Other people can lead us astray, too.  We don’t know what motives they have, nor intensions.  They are providing their perspective on a situation.  Unless God is speaking through someone- and you will be able to tell- people can take you off track as well.

None of these paths: focusing on the natural circumstances which negates what is happening spiritually, faith in emotions, or the perceptions of others leads us to God.  In fact, they are not acts of faith.  Our faith should be in God who does what He says He will do.  When we focus on God, our faith is strong.  When it is not on God, we have a tendency to waver.  This is where confusion sets in.

God… The Disciplinarian?

Hebrews 12:4-11 describes God’s discipline for His children.  No one likes to think of God disciplining us because we tend to think of Him as a loving God, and discipline as an act done out of anger or frustration. This isn’t God’s love at all.

God’s discipline is done out of concern for our greater good.  When He disciplines you, He is correcting you?  He is telling you that what you are doing will only lead to destruction or hardship for you.  He wants you to avoid it because it will cause you great pain in some area of your life.

Look at it in this context…. You have a friend who has been dating someone for three months.  He or she claims they are in love, but they really don’t know the person very well.  You know that the person they are dating has some serious anger issues and is verbally abusive.  Your friend doesn’t see it.

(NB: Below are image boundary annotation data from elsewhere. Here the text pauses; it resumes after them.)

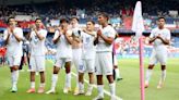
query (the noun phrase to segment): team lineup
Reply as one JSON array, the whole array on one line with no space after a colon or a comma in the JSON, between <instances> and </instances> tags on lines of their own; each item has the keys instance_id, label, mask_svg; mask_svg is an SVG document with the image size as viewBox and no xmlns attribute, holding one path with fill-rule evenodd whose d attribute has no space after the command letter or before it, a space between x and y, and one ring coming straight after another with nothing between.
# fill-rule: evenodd
<instances>
[{"instance_id":1,"label":"team lineup","mask_svg":"<svg viewBox=\"0 0 179 100\"><path fill-rule=\"evenodd\" d=\"M35 25L32 26L32 30L27 36L29 41L29 71L31 71L31 87L26 91L28 93L36 92L35 90L35 74L39 72L40 85L37 90L38 93L55 93L58 74L61 68L65 68L65 83L63 92L68 93L72 91L71 88L71 67L75 66L76 70L76 86L73 95L92 96L92 91L95 85L95 75L97 80L98 96L93 100L103 100L104 97L104 82L103 76L108 80L110 89L110 100L117 100L116 98L116 82L121 80L117 57L115 51L115 38L117 32L108 23L109 16L106 13L100 13L97 16L99 28L95 29L95 22L87 21L86 26L81 28L79 26L79 20L71 17L70 22L67 18L60 20L60 25L56 29L52 42L57 46L56 61L53 64L53 72L51 74L51 87L45 91L45 55L46 47L45 39L47 30L43 26L40 18L36 18ZM19 66L23 55L22 41L23 30L16 26L15 18L9 17L9 27L4 30L3 39L7 45L7 57L11 71L12 89L11 92L17 91L19 80ZM166 45L170 42L170 32L165 28L165 17L158 17L158 27L154 28L150 35L150 43L154 43L153 52L150 59L148 68L145 77L145 88L150 86L150 79L154 65L159 62L162 66L162 76L157 88L164 86L166 78L166 63L167 63L167 48ZM114 72L116 73L114 75ZM87 91L84 91L84 74L87 73L90 80ZM120 99L122 100L122 99Z\"/></svg>"}]
</instances>

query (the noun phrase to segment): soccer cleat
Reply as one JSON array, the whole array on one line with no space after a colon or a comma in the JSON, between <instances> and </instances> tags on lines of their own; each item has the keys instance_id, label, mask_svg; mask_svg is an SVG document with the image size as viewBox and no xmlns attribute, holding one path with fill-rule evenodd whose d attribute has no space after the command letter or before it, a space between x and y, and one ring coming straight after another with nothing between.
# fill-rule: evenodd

Your friend announces one day that they are engaged and are going to get married in a month.  You try to talk them out of it by telling them that this person is not the one for you- that marrying them will cause you a lifetime of pain and hardship.  But they won’t listen.  Out of concern for them and potentially their safety, you tell another close friend who you hope will be able to convince them that this isn’t a good idea.  Now, are you correcting your friend out of anger because you don’t want them to be happy, or out of concern for their well-being?  Did you tell their close friend to punish them or help them?  It’s the same with God.  His correction isn’t out of a punitive state, but to save us from hurt.

It is not to say that God’s discipline doesn’t hurt- we will go through pain and trials- but it is better to spend a season in pain than a lifetime of regret.

God May Not Always Say what You want to hear or is easy.

Hebrews 12:22 tells us that we have come to Mount Zion- to a living God.  It speaks of the majesty of Heaven.  It tells us to listen to God when He speaks- even if we may not like what He is saying.

God may not always tell you what you want to hear, and sometimes what He says may be difficult to do, understand, or implement.  Yet what He tells us is for our greater good, and that is what we need to be focused on.  We can’t be focused on what we feel about what God says, because the flesh will always war with the spirit.  But it is the taming of the flesh that allows us to persevere and run our race with excellence and in the fullness of God. This is what Hebrews 12 is all about.

Hebrews 12 takes us through steps that ensures our victory in Christ.  The steps are to:

  1. Focus on God for He is our source.
  2. Be teachable- God corrects us for our greater good to prevent us from hardship in the future.  If we aren’t teachable and learn, then we will always live in the same bad situation never progressing.  We will be missing out on the blessing that He had designed for us by our own stubbornness (The Israelites were the perfect example of a delayed promise)
  3. To listen to God no matter what because He will always lead us down the right path.

If we can follow these steps, even though they are not easy, we will see the promises of God.  It does, however, take a lot of hard work, patience, and doing things that may not seem easy, but they are right.  And what we fail to realize is that even when He asks us to do the difficult, it is always accompanied by an inner peace and the victory is always greater than we may have imagined.